The EU: Justice and home affairs

Issues such as civil law, criminal law, migration and asylum come under the responsibility of the Justice and Home Affairs Council (the JHA Council).

More about the JHA Council on the Council of the European Union website

Future work in the area of migration

The European Union has the goal of creating a common immigration policy. It is important that the European asylum system is sustainable and viable, and that all Member States share the responsibility – more countries must do more. Several important decisions were taken in 2015 for managing the emergency situation and strengthening the existing system. At the same time, many Member States have not implemented decisions agreed upon by the Union.

The Government will work to ensure a new common asylum system in the EU, based on a permanent and binding relocation scheme that entails a more even distribution of persons in need of protection in the EU, in that a person applies for asylum in the EU and is then allocated to one of the Member States. It is also necessary to work with countries of origin and transit to address the causes behind people fleeing or being forced to migrate, for example by promoting sustainable development, respect for human rights and good governance.

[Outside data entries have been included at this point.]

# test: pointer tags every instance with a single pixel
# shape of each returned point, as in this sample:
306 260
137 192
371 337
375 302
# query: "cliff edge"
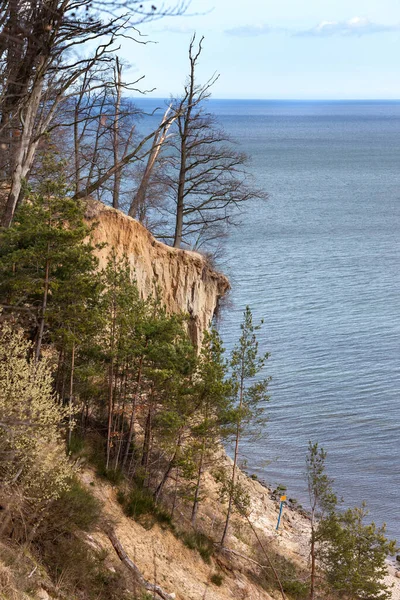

Review of the EU Visa Code/touring visas

A well-balanced visa policy is important for achieving and maintaining regulated immigration, while promoting movement of persons, trade and tourism. The Government welcomes a revision of the EU Visa Code and the proposal for touring visas. The Government further welcomes the proposal's ambition to facilitate the visa procedure and make it more accessible for bona fide travellers and supports the ambition to grant multiple visas with long validity to a greater extent.

This type of procedure benefits the individual and lightens consulates' administrative burden. The proposals should be cost-neutral. A balance should be maintained between simplification on the one hand and the objective of preventing risks regarding illegal immigration, and to public order and security on the other.

More about CEAS on the European Commission website

  • Judicial cooperation within the EU

The foremost objective of civil law cooperation is to improve cooperation between authorities in the Member States so as to remove barriers resulting from differences in the judicial and administrative systems.

The Member States are working together to prevent and combat serious crime with cross-border elements, such as organised crime, terrorism, money laundering, human trafficking, drug trafficking and IT crime. The EU's measures to prevent and combat this crime are to provide added value and be pursued in an efficient and effective manner. Sweden particularly stresses that antiterrorism requires broad preventive efforts involving the whole of society, and that we use tools and forums for cooperation that are already in place.

Sweden is monitoring to ensure that all measures are compatible with the fundamental principles of legal security and respect personal privacy.


Work to combat terrorism is a priority for the Government. In August, the Government adopted a new Swedish strategy to fight terrorism. According to the strategy Sweden will be involved in influencing international efforts to combat terrorism and in this, cooperation within the EU is essential.

Future work in the EU should focus on implementing measures that have already been decided in order to combat terrorism in various ways and prevent radicalisation and recruitment to violent extremism.